At the end of the day, the reason for the divorce doesn't matter. It doesn't appear on the final paperwork so it is only important in the minds of the people concerned.

spreektengels · 26/08/2015 10:37

Ah I see! So it might be not worth all the fighting over reasons. Ack I wish I hadn't been dragged into this! My mum has no boundaries and its been horrific tbh

OP posts:
BoneyBackJefferson · 26/08/2015 10:41

If your mum won't fight one grounds for divorce but will fight the other, he should go for the easy option.

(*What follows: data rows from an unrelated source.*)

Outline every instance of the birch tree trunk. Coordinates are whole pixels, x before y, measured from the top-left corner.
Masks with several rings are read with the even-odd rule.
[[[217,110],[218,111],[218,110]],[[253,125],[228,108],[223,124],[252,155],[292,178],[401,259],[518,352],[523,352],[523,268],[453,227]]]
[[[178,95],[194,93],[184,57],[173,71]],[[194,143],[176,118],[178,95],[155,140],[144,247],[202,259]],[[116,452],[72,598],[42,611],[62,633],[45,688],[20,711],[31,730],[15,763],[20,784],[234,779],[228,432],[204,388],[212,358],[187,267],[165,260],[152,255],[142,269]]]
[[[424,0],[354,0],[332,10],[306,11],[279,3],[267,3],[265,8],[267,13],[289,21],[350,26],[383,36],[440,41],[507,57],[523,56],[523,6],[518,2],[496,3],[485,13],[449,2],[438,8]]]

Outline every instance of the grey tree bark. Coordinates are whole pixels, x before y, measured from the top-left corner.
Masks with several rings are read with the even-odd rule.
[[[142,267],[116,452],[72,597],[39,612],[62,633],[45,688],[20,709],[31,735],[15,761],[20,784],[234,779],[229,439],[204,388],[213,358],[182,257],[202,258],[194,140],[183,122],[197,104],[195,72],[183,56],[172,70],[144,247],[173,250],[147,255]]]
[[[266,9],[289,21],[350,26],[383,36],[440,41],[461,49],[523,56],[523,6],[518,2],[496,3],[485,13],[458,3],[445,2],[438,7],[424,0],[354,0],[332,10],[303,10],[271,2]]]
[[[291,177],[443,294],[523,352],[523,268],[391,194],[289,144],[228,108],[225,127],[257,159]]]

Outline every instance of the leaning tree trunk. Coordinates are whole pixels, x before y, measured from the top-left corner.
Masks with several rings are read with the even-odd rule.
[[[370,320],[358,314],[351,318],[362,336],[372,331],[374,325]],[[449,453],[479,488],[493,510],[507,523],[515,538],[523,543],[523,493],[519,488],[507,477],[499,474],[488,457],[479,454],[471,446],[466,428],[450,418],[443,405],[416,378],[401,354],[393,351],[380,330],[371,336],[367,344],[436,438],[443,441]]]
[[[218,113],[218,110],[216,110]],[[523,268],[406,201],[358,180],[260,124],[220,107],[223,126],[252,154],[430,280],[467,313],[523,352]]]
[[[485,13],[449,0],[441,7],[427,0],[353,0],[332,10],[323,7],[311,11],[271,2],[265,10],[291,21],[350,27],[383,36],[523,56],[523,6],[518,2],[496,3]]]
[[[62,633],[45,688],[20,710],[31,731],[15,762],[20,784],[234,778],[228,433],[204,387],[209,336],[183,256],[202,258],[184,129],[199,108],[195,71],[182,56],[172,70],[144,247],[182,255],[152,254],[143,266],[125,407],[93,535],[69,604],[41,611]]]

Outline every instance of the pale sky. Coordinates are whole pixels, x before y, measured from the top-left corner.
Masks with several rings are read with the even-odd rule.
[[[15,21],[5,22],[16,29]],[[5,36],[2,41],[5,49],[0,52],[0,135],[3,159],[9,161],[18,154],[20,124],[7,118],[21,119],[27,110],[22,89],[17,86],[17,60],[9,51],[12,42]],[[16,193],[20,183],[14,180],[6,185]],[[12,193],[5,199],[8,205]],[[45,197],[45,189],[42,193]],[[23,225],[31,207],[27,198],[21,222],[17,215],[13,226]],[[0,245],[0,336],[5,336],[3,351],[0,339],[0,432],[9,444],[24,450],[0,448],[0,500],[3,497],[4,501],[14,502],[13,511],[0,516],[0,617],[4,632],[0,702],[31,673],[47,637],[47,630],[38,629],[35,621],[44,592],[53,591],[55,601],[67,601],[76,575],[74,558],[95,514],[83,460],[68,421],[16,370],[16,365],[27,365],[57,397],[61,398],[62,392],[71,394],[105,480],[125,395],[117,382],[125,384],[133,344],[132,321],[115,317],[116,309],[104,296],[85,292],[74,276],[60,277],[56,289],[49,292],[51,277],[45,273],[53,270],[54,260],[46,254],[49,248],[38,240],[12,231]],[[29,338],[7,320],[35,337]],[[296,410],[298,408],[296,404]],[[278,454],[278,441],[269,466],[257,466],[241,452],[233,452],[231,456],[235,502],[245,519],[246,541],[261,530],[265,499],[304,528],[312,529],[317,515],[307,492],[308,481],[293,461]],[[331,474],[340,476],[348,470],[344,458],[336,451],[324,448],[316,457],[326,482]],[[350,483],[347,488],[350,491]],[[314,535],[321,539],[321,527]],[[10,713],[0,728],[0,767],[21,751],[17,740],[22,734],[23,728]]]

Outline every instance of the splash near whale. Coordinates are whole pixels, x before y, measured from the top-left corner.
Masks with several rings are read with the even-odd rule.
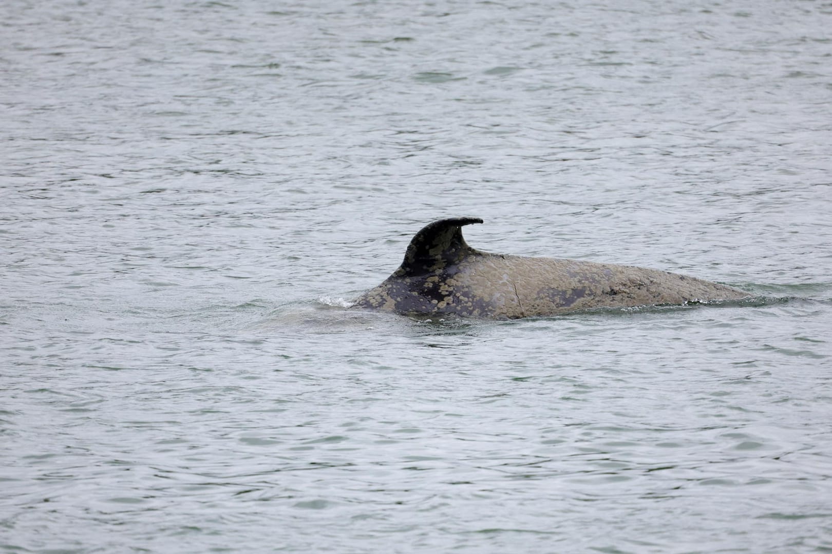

TBH, If she is going to "war" I suspect that he will have a hell of a job when it comes to the financial settlement anyway.

Lweji · 26/08/2015 10:42

I agree that I wouldn't fight over the reasons. Simply not worth it. In his place I'd just go with the version that released me from her the fastest.
Why she is doing it? Maybe to reconcile it all with her conscience. It's not unknown that people rewrite history to suit them.

spreektengels · 26/08/2015 10:49

No financial settlement needed it's been all sorted as far as I'm aware!

Yes lweji she can never be in the wrong ever. She's very narc and tells outlandish lies etc. all of this has damaged a already shaky relationship that I have with her.

I'm seeing him soon so will discuss what you guys have said. I've suggested it might be a good idea for him to access some counselling in the mean time.

OP posts:
Cabrinha · 26/08/2015 11:13

It is very very hard to prove adultery for a divorce case, if it isn't admitted.
I don't think a statement from you saying you know it happened would be evidence - and anyway, you don't want to cost and delay of it being disputed.

My advice would be for him to take control by divorcing her, but "meekly" agree to using "unreasonable behaviour". You usually cite 5 recent examples. Get him to cite 4 minor ones "she didn't want to do things socially with me", that sort of thing. Then slip in at #5 "had an affair".

That'll learn her Grin

spreektengels · 26/08/2015 11:57

Ahaha I like that! I'm trying to get him to see the positives and what a release this will be for him emotionally. He's brought me up since I was 6 my own dad died when I was 15.

OP posts:
Wando · 26/08/2015 12:12

Your poor step dad - he though should be proud of the support you are giving him.

Lweji · 26/08/2015 13:59

Then slip in at #5 "had an affair".

Or: #5 "preferred to spend time (or sleep with, as appropriate) in secret with another man"

Smilingforth · 26/08/2015 14:35
Grin
spreektengels · 26/08/2015 17:36

Grin unfortunately one of his supposed friends too!

I'm fully prepared to give a statement/show texts if I have too but I doubt it'll come to that tbh! It seems a lot easier to swerve the adultery thing unfortunately. I think maybe counselling overall will be more beneficial!

OP posts:
Smilingforth · 26/08/2015 19:45

Common sense shouldnt get in the way of revenge ( or at least thinking about it)

However in all seriousness you just want the easiest simplest way.